Nada a reclamar, ao contrário. Foi sempre bom. E trata-se do livro, sobre Pessoa, mais vendido e mais traduzido no mundo (12 países). Digo só para me gabar, deve ser a idade.

Nessas idas e vindas, deram-se fatos pitorescos. Relato aqui só um, entre muitos. Quando pretendi visitar o quarto em que viveu, ainda criança, no Largo de São Carlos.

O endereço do apartamento era número 4 de polícia, assim se diz ainda hoje, quarto andar esquerdo (de quem sai do elevador ou da escada). O edifício pertencia, então, à Fidelidade Mundial Seguros. Cheguei na portaria, mostrei os rascunhos do livro e pedi para subir. O porteiro, Fernando José da Costa Araújo, respondeu sem nenhuma simpatia

‒ Não tenho autorização para deixar o sr. dr. subir.

‒ Por favor, gostaria de falar com o diretor da empresa ou sua secretária.

‒ O sr. dr. deve se dirigir à Sede.

‒ Por favor, informe o telefone.

‒ Não tenho autorização para isso.

‒ Pode emprestar (apontei) as Páginas Amarelas?

‒ Não.

Ocorre que, precisamente após sua última frase, abriu a porta do elevador. Bem na minha frente. Então lhe disse

– Por favor chame a polícia para me prender que, sem sua autorização, estou subindo ao quarto andar.

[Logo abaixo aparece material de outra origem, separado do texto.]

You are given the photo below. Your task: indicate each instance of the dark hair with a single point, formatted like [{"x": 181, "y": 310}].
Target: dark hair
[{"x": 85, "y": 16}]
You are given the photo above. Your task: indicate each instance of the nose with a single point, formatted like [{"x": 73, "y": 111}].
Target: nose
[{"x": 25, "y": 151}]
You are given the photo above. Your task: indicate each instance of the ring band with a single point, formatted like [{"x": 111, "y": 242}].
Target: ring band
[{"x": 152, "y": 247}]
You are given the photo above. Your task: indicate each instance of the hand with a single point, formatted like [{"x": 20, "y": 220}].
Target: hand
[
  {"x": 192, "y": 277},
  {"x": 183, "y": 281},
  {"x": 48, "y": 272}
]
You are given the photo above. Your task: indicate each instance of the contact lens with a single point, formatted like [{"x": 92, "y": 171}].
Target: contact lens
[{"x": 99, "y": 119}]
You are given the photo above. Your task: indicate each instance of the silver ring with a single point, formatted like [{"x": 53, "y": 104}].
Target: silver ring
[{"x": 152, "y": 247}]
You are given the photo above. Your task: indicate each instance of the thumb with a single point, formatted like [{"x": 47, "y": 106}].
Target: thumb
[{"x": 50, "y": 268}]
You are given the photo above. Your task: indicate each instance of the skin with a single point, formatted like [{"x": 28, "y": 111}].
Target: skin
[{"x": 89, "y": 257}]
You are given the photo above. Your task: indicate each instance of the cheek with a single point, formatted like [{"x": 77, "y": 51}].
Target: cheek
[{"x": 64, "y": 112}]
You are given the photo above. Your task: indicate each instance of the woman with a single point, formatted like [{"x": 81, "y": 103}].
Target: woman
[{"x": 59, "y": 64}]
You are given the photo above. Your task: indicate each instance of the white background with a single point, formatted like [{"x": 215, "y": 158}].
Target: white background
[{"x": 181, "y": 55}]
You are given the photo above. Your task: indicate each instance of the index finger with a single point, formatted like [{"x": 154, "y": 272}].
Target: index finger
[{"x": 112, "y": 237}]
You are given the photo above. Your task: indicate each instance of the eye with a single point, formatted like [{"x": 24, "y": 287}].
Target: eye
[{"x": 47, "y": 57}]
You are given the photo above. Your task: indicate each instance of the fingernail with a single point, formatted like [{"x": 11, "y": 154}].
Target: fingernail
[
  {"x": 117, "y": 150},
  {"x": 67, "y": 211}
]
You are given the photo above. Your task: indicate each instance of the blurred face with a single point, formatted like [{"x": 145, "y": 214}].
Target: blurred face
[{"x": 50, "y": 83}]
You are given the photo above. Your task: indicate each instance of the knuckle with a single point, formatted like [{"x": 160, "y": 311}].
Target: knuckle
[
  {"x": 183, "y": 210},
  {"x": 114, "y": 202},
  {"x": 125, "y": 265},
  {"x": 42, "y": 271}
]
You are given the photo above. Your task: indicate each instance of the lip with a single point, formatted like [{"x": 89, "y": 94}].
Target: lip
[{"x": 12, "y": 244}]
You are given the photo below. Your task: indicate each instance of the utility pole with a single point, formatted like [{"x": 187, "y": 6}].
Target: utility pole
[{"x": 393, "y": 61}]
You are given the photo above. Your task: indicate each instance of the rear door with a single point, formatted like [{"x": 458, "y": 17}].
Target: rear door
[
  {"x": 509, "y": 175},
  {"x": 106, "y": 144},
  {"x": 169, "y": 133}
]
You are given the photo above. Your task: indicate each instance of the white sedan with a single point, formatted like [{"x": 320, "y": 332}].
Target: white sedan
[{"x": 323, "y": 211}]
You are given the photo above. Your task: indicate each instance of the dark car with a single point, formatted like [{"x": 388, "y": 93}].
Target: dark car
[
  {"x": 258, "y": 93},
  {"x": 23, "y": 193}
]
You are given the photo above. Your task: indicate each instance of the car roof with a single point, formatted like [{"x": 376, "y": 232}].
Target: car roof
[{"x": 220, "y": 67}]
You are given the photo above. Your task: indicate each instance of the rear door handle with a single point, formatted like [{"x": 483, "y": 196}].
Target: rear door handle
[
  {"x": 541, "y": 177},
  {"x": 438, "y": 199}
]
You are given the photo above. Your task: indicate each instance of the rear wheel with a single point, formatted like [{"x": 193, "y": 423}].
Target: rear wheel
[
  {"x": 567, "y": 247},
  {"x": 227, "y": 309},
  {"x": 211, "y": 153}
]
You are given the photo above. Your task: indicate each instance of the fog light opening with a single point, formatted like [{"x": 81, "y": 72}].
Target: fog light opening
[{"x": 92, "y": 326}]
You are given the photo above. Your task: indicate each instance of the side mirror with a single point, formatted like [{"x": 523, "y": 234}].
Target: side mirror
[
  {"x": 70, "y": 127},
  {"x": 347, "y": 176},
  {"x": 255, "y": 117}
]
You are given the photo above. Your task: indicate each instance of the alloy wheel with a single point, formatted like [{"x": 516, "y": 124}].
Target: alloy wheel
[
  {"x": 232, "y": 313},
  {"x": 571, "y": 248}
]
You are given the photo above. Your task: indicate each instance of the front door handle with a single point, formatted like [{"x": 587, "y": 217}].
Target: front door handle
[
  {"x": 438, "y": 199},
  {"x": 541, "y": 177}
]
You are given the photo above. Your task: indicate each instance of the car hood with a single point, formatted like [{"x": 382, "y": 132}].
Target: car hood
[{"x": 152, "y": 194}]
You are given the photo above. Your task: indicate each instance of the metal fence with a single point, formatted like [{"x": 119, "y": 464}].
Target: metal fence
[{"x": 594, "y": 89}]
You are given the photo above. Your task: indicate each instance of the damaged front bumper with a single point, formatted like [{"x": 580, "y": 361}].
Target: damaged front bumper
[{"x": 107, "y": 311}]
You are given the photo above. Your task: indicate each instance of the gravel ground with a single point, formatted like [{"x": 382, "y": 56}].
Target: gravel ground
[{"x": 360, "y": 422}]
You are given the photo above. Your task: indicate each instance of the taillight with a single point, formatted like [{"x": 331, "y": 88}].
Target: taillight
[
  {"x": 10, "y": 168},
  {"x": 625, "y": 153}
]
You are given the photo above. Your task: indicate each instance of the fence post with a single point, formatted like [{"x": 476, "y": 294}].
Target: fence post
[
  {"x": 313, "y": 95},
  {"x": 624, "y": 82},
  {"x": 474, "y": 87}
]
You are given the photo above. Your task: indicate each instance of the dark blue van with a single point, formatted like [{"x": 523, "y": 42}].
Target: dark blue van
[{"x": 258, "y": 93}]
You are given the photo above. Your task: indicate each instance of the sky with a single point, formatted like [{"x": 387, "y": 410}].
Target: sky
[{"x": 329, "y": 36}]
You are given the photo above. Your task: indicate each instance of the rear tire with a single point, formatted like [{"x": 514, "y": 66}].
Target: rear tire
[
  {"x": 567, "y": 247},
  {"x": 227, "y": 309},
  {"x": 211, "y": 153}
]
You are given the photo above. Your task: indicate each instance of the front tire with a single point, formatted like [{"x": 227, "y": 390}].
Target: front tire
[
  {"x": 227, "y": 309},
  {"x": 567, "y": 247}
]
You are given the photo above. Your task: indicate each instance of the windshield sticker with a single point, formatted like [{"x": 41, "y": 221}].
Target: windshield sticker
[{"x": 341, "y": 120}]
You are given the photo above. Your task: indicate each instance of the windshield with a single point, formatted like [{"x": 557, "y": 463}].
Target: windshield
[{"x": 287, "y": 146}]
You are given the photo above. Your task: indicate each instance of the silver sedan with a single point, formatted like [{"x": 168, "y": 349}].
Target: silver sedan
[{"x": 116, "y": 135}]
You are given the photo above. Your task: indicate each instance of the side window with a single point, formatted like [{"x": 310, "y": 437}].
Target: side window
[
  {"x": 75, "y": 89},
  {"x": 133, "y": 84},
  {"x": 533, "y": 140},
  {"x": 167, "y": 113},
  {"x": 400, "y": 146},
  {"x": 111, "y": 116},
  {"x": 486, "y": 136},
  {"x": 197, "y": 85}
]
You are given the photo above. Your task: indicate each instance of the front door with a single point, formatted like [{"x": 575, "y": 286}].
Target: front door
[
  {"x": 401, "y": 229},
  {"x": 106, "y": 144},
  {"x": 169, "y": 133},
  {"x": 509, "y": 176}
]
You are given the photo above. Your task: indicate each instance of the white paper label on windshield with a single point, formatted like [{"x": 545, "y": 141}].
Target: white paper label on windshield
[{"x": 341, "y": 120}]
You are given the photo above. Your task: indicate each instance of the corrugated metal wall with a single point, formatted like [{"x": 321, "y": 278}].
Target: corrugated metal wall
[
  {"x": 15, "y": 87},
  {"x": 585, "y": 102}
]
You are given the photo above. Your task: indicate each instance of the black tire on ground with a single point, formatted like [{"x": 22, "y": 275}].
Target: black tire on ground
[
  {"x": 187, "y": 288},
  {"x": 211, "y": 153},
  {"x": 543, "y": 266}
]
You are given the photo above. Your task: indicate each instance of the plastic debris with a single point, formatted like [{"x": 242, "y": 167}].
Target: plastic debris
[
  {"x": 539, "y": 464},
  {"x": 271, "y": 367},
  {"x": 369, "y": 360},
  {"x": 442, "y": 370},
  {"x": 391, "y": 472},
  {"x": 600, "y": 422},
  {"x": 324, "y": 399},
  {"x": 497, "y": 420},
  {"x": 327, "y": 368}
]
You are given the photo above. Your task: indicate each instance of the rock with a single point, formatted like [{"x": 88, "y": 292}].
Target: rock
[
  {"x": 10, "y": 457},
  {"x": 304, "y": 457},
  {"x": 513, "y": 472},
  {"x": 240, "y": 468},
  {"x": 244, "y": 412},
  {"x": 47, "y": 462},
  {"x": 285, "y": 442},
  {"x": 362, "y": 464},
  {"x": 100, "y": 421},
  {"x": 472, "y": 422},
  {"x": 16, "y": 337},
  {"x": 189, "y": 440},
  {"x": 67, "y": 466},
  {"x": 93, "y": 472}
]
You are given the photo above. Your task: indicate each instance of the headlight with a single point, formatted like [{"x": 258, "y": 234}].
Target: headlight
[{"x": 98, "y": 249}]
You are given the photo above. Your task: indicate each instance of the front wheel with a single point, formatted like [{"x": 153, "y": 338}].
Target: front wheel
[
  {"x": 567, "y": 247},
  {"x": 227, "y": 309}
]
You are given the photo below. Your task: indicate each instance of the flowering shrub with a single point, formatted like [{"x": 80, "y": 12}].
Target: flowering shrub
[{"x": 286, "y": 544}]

E subi mesmo. Para ver o Tejo brilhando em duas janelas de seu quarto. E o sino da minha aldeia tocando, em frente, no outro lado da Rua Serpa Pinto. Pessoa lembra dele em poema famoso (sem título, sem data):

‒ Ó sino da minha aldeia,

Dolente na tarde calma,

Cada tua badalada

Soa dentro da minha alma.

E é tão lento o teu soar,

Tão como triste da vida,

Que já a primeira pancada

Tem o som de repetida.

Por mais que me tanjas perto

Quando passo, sempre errante,

És para mim como um sonho.

Soas-me na alma distante.

A cada pancada tua

Vibrante no céu aberto,

Sinto mais longe o passado,

Sinto a saudade mais perto.

Nenhuma dúvida de ser aquele mesmo. “O sino da minha aldeia é o da Igreja dos Mártires, ali no Chiado” (Pessoa, carta de 11/12/1931 para Gaspar Simões, amigo e depois biógrafo). Única que conheço onde os sinos ficam não à frente, mas nos fundos. Ao sair do elevador, na volta, o segurança estava com cara de poucos amigos

‒ O sr. dr. subiu sem minha autorização?

‒ Foi.

‒ E agora, o que hei de fazer?

‒ O sr. chama a polícia, vou sentar, esperamos e ela decide se me prende. Ou o senhor me deixa ir.

‒ Não sei, sr. dr.

‒ Eu sei.

Dito isto, lhe dei boa tarde e fui embora. Deu tudo certo. Graças. Adeus.